The album, is a no-compromises journey into the subliminal. From the opening beats of “Anthem of the Rich and the Bored,” it’s clear that this isn’t a singles-only kind of experience. Forst wanted Baron Minker to be like the albums of his youth, music that should be listened to from beginning to end, that pulls the listener into a story and a specific frame of mind – though each song came from a different well of thought. “I wanted to put out a cohesive album. I wanted the songs to compliment each other, without being carbon copies of each other,” Forst explains. The character of Baron Minker gestated over that six year period, drawn from pieces of sci-fi books Forst had read. Now, looking back, Forst recognizes that news stories at the time also influenced the lyrics. With an abstract Mad Libs-esque approach to lyrical phrasing, the album feels like a trip both through and outside our current timeline. It’s easy to visualize a trench coat cloaked anti-hero buzzing above a Dune-like planet, observing the chaos below with an outsiders sneer.

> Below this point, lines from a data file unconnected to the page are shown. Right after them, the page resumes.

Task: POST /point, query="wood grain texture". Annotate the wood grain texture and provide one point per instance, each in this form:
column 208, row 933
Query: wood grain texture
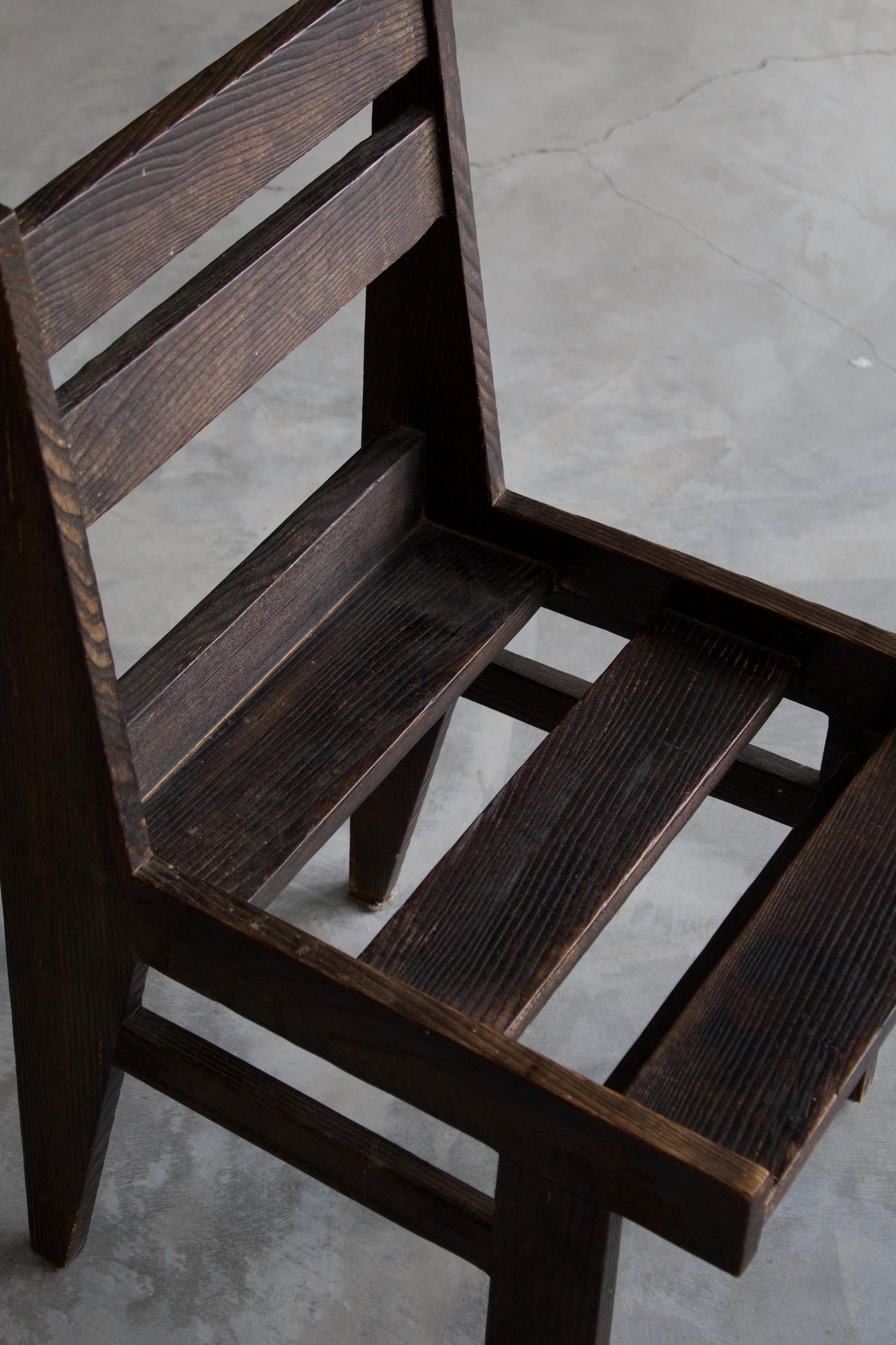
column 554, row 1265
column 619, row 582
column 576, row 1133
column 508, row 913
column 307, row 1134
column 426, row 349
column 137, row 403
column 758, row 781
column 256, row 618
column 293, row 762
column 70, row 816
column 117, row 216
column 731, row 927
column 780, row 1031
column 385, row 824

The accompanying visuals to “Anthemn of the Rich and the Board” and “How To Avoid Japan” were all created by Forst himself. Originally he’d had additional plans to work with artist friends on an expanded vision, but COVID-19 became a reality around the time he was prepping to shoot. The videos are beautifully constructed, with the kind of psychedelic imagery and puppetry one would expect from a graphic designer holed up in his apartment in midst of a pandemic. Now, Forst says he’s even more dedicated to the idea of creating videos for each of the singles, leaning further into the one-man show that is Baron Minker.

As we tackle the environmental apocalypse, face white supremacy head on, and wait for relief from COVID-19, an album like Baron Minker becomes less existential and more fervent, more based in the here and now. Perhaps instead of taking flight from Earth, Baron Minker returns with knowledge of a different age. Armed with extraterrestrial tools, he joins the fight to save the little blue orb floating in a sea of empty space.